Tal es la lógica oculta de este artículo: establecer, mediante una simple enumeración de nombres insulares, la muerte jurídica de todo otro proyecto nacional. Y en esta cláusula, como en tantas otras de la Carta de 1805, se revela el abismo insalvable entre la Haití imperial y el Santo Domingo mestizo. Una isla, dos mundos: uno que busca borrar el pasado para fundarse desde la exclusión, y otro que, con sus imperfecciones, aspira a sobrevivir desde el recuerdo.
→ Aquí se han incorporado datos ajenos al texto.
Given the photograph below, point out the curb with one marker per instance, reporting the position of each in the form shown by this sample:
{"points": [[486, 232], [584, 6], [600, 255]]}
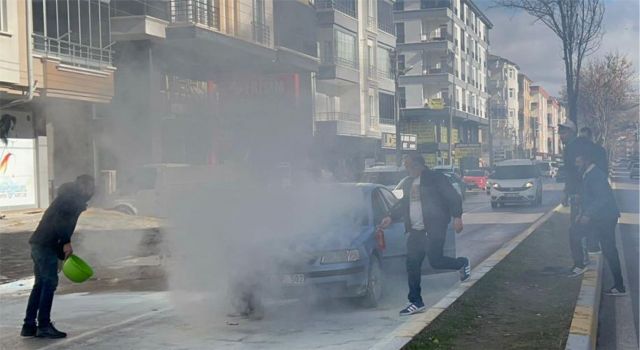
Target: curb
{"points": [[584, 325], [404, 333]]}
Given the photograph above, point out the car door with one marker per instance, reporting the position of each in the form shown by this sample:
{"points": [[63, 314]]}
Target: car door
{"points": [[394, 234]]}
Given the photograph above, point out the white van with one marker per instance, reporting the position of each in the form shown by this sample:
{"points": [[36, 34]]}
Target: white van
{"points": [[515, 181]]}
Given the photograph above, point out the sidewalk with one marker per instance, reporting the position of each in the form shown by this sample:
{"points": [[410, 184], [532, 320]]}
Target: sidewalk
{"points": [[94, 219]]}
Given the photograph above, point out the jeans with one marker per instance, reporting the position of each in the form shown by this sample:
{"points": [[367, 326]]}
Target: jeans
{"points": [[419, 245], [45, 269]]}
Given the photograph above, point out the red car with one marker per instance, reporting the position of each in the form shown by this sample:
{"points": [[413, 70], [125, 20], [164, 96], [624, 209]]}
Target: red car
{"points": [[476, 178]]}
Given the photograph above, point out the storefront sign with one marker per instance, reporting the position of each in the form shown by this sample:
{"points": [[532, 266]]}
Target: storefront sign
{"points": [[17, 173]]}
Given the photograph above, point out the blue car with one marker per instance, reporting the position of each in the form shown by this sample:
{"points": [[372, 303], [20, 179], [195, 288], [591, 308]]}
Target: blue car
{"points": [[346, 258]]}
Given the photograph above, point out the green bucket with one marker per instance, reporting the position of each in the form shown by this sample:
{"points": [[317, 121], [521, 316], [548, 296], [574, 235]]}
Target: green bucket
{"points": [[76, 269]]}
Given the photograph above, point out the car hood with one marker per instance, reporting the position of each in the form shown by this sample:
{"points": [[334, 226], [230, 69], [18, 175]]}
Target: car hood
{"points": [[511, 183]]}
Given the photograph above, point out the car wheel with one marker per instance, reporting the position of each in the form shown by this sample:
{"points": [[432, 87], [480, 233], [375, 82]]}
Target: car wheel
{"points": [[374, 283]]}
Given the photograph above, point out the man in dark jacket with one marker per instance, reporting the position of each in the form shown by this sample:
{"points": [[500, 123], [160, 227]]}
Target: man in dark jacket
{"points": [[428, 203], [599, 212], [52, 241]]}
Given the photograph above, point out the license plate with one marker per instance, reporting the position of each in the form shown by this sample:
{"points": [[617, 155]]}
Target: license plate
{"points": [[293, 279]]}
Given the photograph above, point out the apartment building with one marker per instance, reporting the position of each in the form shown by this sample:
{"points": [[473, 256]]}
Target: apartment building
{"points": [[527, 124], [443, 52], [355, 86], [504, 107], [214, 82], [540, 112], [56, 77]]}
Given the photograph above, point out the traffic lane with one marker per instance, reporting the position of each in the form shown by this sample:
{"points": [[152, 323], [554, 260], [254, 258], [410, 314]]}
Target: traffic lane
{"points": [[627, 196], [487, 229]]}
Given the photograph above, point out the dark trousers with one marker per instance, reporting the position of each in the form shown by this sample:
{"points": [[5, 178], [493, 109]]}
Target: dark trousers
{"points": [[419, 245], [45, 269]]}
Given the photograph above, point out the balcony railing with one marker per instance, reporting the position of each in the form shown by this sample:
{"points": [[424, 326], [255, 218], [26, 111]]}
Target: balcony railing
{"points": [[337, 116], [386, 27], [71, 53], [348, 7], [195, 12], [261, 33], [386, 120]]}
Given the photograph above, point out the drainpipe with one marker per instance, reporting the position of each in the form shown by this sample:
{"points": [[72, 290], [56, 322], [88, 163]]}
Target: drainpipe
{"points": [[30, 82]]}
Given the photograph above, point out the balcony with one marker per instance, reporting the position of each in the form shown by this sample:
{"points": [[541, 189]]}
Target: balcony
{"points": [[195, 12], [348, 7], [71, 53]]}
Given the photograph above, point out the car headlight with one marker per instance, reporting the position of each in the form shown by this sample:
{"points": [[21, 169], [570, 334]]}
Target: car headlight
{"points": [[340, 256]]}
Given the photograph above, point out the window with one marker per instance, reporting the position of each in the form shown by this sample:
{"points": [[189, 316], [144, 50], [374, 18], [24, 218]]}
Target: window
{"points": [[400, 33], [345, 48], [4, 25], [384, 62]]}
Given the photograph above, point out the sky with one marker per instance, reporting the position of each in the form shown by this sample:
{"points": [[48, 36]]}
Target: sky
{"points": [[538, 51]]}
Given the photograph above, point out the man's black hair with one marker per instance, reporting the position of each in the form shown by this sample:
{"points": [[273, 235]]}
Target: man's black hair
{"points": [[587, 130], [417, 158]]}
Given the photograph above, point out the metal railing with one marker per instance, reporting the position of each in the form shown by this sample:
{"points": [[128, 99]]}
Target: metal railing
{"points": [[337, 116], [75, 54], [261, 33], [348, 7], [195, 12]]}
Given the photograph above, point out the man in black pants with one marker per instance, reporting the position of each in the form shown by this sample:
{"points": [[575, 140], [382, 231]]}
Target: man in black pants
{"points": [[599, 213], [428, 203], [52, 241]]}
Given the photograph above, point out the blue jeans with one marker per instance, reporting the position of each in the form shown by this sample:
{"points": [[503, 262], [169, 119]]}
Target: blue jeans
{"points": [[45, 269]]}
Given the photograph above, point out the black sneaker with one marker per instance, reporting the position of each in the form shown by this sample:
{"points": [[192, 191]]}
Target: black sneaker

La Constitución imperial de 1805 encorsetó durante más de setenta años el porvenir de los dominicanos. Al analizarla se echan lumbres sobre la invasión de Dessalines de 1805, las matanzas de 1804,1805 y 1812, la ocupación de 1822 y la guerra domínico haitiana (1844-1856). No fue sino hasta el Tratado de Paz y Amistad de 1874, cuando el gobierno haitiano renunció formalmente a la pretensión de indivisibilidad y reconoció el derecho a la existencia de la República Dominicana. De este modo, fue posible que dos pueblos compartieran la isla de Santo Domingo, sin que el deseo de conquista lo hiciera naufragar en la guerra.
Tras la vorágine de sangre y de crueldad que fue la revolución haitiana, no quedó, como en Francia, un Código Civil destinado a ordenar el porvenir de libertades, quedo la Constitución imperial de 1805. En ella, se inscribieron los proyectos políticos que han marcado su vida: la monarquía absoluta y la presidencia vitalicia, pero también en ella quedo abolida de hecho y derecho la existencia del pueblo dominicano y la anulación de su soberanía en lo que fuera su territorio histórico en la isla de Santo Domingo.